What can we do to increase the availability of ESI? Following are some of my ideas, but if you have others, please share/comment!

  1. Grant making organizations should consider adding a program or policy that encourages innovation around ESI business models and supports “new” managers (by new, I mean that the fund or firm is new; the individuals behind the entity should, of course, have the appropriate skills and track record). Financial services and financial intermediation entrepreneurs are as critical to a healthy ecosystem as is the presence of VSIs ready for growth capital.
  2. Investors should look for fee structures that align interests and match the budgetary requirements for implementing strategy/product goals. The managers who work on your behalf should be as creative in their approach to adding value as they are rigorous in their fiduciary responsibility. Balance your notion of “skin in the game” with middle class reality – many of the people we need to attract to impact investment can offer human capital but not financial capital. Money, talent and experience don’t necessarily go hand-in-hand, but leaving ESI innovation to the wealthy and highly compensated isn’t the way to go. If you want productive and dedicated investment managers, you need to make sure that the operating budget includes health care, retirement savings and other standard benefits that assure stable quality of life. If your fund manager has to moonlight as a consultant to cover medical bills or school tuition, performance and ethical issues arise. Will portfolio companies get less attention? Will your manager burn out or leave for a job with better benefits that protect his/her family? Remember, we’re not trying to make one group (the working poor) better off at the expense of another group (middle class impact investment professionals) who are trying to help. Our goal is, or at least should be, to make everyone better off.

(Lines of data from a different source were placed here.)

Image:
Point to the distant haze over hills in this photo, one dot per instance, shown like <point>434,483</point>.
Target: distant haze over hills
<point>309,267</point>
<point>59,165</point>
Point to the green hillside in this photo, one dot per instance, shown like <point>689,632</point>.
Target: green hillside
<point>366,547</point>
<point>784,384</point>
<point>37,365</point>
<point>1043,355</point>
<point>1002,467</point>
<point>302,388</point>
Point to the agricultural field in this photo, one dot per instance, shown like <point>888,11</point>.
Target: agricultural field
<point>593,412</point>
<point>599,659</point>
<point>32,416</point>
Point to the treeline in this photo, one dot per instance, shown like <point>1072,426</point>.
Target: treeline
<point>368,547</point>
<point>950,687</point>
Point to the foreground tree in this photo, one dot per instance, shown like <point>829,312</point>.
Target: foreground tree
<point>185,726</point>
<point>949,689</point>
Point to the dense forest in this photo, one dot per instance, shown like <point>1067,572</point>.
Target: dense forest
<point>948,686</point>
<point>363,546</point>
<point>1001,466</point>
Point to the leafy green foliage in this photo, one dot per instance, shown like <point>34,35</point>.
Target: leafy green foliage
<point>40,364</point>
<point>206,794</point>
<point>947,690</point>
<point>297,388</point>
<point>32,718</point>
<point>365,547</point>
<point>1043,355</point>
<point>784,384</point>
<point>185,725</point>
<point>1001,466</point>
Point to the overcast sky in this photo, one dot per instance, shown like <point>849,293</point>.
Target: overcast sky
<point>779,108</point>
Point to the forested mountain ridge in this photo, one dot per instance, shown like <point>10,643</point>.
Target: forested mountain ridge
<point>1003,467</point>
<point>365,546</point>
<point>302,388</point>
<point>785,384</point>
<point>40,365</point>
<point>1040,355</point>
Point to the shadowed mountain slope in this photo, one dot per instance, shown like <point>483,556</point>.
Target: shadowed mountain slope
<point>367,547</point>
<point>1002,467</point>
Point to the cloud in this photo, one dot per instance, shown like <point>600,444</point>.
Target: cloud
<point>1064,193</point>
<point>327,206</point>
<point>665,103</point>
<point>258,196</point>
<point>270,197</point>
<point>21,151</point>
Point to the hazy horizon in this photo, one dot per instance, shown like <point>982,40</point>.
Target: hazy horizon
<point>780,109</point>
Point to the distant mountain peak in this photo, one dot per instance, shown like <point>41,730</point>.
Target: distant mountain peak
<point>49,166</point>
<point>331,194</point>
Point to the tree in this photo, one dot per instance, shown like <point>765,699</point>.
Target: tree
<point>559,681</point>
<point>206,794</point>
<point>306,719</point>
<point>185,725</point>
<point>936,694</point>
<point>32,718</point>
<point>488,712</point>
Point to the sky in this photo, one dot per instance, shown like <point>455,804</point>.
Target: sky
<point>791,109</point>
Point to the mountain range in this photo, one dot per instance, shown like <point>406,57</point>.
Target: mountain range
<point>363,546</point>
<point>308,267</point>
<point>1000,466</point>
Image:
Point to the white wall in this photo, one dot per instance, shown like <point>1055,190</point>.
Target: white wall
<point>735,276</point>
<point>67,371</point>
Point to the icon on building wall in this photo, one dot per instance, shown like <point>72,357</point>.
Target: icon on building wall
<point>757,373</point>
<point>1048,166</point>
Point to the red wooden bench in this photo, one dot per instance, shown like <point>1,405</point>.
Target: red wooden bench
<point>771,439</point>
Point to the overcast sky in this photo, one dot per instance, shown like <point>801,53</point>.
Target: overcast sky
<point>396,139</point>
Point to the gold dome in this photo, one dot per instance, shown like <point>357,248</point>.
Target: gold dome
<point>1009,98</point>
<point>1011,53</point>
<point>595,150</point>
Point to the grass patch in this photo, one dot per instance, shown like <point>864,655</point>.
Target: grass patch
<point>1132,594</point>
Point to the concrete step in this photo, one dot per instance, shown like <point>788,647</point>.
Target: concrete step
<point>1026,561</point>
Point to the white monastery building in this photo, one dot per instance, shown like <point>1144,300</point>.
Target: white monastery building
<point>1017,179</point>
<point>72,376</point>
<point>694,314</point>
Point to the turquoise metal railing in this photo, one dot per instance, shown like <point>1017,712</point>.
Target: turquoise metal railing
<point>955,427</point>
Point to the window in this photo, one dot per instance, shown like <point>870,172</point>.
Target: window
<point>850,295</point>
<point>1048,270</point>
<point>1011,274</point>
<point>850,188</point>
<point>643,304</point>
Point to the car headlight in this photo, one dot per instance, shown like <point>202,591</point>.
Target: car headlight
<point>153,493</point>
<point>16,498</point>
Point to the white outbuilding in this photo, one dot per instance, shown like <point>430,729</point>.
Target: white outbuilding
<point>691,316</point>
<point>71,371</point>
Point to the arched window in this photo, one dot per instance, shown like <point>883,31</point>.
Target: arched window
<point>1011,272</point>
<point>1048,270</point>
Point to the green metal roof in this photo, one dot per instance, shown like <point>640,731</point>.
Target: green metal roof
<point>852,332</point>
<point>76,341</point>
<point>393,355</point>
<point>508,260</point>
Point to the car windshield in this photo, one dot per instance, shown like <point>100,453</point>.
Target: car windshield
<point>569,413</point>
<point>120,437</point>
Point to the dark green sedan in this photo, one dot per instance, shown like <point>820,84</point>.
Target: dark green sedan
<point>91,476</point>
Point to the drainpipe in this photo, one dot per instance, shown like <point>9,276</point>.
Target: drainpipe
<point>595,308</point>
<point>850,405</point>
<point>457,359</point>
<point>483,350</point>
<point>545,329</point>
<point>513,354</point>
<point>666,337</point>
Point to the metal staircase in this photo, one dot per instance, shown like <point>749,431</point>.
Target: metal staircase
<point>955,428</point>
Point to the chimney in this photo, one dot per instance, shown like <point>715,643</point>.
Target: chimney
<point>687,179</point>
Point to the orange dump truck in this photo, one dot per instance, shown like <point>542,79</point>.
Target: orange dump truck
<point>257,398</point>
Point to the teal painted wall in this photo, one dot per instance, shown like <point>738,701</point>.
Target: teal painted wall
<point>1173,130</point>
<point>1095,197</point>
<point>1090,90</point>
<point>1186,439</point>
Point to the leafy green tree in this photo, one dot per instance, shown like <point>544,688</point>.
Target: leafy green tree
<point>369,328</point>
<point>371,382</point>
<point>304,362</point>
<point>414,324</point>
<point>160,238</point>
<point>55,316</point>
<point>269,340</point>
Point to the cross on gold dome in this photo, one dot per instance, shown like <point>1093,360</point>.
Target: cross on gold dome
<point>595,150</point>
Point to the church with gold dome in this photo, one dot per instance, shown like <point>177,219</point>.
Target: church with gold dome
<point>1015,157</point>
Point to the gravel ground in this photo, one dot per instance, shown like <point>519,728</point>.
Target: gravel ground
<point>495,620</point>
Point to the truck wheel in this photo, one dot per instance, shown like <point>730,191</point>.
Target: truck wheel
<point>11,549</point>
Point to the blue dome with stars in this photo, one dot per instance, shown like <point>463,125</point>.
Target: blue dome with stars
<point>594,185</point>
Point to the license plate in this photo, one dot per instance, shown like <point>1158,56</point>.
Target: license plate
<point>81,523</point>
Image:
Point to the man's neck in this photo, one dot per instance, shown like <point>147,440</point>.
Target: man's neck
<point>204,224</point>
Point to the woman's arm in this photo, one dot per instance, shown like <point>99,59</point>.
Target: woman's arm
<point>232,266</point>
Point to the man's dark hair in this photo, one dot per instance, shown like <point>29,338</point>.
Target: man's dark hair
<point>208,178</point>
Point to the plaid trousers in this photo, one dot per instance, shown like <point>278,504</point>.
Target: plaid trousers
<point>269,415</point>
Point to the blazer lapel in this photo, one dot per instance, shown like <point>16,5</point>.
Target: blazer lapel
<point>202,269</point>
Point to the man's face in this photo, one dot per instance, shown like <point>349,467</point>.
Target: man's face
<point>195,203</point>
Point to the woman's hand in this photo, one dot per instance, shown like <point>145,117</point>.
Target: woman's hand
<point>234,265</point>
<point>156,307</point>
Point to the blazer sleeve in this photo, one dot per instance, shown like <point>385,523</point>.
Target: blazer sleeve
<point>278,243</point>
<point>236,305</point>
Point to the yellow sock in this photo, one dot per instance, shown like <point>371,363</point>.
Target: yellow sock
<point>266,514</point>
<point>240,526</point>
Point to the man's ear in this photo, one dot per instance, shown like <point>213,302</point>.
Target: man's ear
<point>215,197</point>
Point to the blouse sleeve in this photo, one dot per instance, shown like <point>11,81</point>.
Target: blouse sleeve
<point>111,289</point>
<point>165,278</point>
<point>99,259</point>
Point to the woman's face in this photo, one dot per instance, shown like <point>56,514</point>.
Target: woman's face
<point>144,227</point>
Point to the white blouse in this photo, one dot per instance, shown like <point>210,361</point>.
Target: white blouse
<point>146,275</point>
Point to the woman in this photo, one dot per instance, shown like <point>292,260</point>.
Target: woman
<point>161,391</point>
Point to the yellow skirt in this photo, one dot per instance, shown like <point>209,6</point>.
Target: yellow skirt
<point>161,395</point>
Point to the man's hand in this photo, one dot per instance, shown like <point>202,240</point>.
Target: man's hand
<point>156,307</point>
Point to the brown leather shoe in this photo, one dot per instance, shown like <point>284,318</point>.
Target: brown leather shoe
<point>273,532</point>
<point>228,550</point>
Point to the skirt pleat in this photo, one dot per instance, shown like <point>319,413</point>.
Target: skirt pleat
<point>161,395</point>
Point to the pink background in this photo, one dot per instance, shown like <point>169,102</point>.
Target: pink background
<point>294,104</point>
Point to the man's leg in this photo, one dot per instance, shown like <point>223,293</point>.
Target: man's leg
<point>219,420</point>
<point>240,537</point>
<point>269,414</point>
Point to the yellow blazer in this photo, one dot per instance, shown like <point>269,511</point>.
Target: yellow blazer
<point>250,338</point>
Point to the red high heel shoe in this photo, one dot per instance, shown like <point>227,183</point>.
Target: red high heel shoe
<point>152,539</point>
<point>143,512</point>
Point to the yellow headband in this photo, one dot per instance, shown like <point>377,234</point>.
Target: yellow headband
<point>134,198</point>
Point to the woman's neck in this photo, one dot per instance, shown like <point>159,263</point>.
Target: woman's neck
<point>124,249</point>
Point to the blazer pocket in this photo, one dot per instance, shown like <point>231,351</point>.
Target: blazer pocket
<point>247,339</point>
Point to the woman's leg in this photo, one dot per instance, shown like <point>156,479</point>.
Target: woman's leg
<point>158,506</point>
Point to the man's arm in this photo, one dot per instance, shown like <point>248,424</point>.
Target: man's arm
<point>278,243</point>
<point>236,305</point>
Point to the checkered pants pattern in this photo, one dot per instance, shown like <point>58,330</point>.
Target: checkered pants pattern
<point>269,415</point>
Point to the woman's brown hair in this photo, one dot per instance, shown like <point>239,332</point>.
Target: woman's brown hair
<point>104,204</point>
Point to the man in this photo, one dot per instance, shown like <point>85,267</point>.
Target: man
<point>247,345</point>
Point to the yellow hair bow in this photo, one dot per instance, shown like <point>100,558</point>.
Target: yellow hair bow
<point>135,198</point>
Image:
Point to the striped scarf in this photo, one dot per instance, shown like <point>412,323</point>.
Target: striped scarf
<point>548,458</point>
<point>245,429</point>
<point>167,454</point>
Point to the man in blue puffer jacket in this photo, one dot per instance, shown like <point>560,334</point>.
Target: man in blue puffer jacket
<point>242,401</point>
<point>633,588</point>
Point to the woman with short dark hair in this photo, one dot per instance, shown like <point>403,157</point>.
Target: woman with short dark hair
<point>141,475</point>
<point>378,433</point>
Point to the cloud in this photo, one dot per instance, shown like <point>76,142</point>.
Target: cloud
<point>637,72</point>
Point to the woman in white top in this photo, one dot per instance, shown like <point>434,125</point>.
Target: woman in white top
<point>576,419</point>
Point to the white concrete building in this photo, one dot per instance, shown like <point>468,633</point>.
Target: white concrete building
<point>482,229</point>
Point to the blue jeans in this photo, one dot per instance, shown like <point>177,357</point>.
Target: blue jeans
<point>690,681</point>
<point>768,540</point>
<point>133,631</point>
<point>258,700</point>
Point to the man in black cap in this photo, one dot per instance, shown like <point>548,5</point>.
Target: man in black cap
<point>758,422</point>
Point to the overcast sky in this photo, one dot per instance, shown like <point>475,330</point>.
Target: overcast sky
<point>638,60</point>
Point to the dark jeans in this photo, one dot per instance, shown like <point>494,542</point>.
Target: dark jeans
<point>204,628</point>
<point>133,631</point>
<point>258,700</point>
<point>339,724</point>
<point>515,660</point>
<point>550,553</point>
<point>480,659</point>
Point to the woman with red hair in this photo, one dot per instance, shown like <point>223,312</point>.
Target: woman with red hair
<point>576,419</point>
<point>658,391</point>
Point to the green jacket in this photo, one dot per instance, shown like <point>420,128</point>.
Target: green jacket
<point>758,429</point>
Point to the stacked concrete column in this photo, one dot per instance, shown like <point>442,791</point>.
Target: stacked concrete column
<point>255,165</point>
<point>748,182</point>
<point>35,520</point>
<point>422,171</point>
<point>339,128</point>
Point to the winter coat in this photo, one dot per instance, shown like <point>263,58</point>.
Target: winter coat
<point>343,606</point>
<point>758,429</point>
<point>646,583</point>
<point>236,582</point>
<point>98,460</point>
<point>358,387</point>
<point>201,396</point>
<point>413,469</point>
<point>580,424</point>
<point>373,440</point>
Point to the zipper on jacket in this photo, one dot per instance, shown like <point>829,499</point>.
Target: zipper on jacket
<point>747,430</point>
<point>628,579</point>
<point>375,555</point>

  3. Both philanthropic and mainstream investors can look for ways to support impact investment ESI through new business models that offer scalable, responsible and cost-effective approaches to reaching (generally) small VSIs. Don’t just look for a “better fund” or an experienced individual – look at the whole investment model. While the model itself may be new, dynamic innovators are applying tried and true techniques from other areas of finance and capital markets to create intermediaries that are lower risk than stand-alone funds even though targeted outcomes may be similar. If you aren’t seeing models that reflect your business know-how, demand something different – and be prepared to put your money where your mouth is!